Realizing the Potential:  Mature Defense Cooperation and the U.S.-India Strategic Partnership

Realizing the Potential
Mature Defense Cooperation and the U.S.-India Strategic Partnership

by Cara Abercrombie
January 30, 2019

This article argues that the defense and security dimension of the U.S.-India strategic partnership, despite demonstrating significant growth and progress in recent years, still lacks the maturity critical to enabling the cooperation envisioned.

Executive Summary

MAIN ARGUMENT

The U.S.-India global strategic partnership, now well into its second decade, has continued to be a priority for successive governments in both countries because of its tremendous economic and security potential. Washington and New Delhi have demonstrated the political will to propel robust cooperation and have begun to put into place the architecture of a mature relationship. Yet the overall output resulting from numerous dialogues, military exercises, and engagements and the tangible impact on Indian and U.S. security objectives are less than one would expect given the level of input and the number of years spent working toward these goals.
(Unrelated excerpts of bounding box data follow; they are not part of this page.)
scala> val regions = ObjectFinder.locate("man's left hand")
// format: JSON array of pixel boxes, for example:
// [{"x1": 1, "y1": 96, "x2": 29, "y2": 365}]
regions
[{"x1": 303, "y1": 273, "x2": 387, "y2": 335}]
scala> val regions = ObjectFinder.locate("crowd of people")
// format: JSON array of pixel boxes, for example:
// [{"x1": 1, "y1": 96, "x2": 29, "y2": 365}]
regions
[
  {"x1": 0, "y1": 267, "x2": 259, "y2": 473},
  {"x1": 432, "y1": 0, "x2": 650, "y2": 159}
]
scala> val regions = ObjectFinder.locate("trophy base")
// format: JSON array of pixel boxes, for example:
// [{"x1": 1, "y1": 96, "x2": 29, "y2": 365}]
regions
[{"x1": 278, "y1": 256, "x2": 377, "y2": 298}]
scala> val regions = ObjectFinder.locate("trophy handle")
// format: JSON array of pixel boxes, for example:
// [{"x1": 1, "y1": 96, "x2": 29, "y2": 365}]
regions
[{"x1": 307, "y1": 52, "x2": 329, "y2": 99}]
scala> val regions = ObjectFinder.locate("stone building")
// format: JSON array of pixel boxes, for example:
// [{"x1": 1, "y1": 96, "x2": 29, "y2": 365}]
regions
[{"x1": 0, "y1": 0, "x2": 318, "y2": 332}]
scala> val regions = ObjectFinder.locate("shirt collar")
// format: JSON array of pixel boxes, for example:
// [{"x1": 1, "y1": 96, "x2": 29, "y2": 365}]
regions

Additional effort is required to habituate the type of cooperation the U.S. typically enjoys with its closest allies and partners and realize the relationship’s full potential.

POLICY IMPLICATIONS
  • Until and unless the U.S. and India routinely engage one another at all levels within government—from the strategic to the tactical—and build habits of cooperation, the relationship will not mature.
  • Dissimilar perceptions of how to implement the strategic partnership can cause the U.S. and India to have unrealistic expectations of one another, which in turn can frustrate practical cooperation.
  • Different foreign policy approaches to relations with Russia, Iran, and Pakistan could complicate future cooperation if not managed carefully.
  • Bureaucratic obstacles and a lack of resources dedicated to the bilateral relationship can inhibit the development of informal relationships and habits of cooperation.

Cara Abercrombie is a career member of the U.S. government Senior Executive Service and former deputy assistant secretary of defense for South and Southeast Asia. She wrote this article while a visiting scholar at the Carnegie Endowment for International Peace.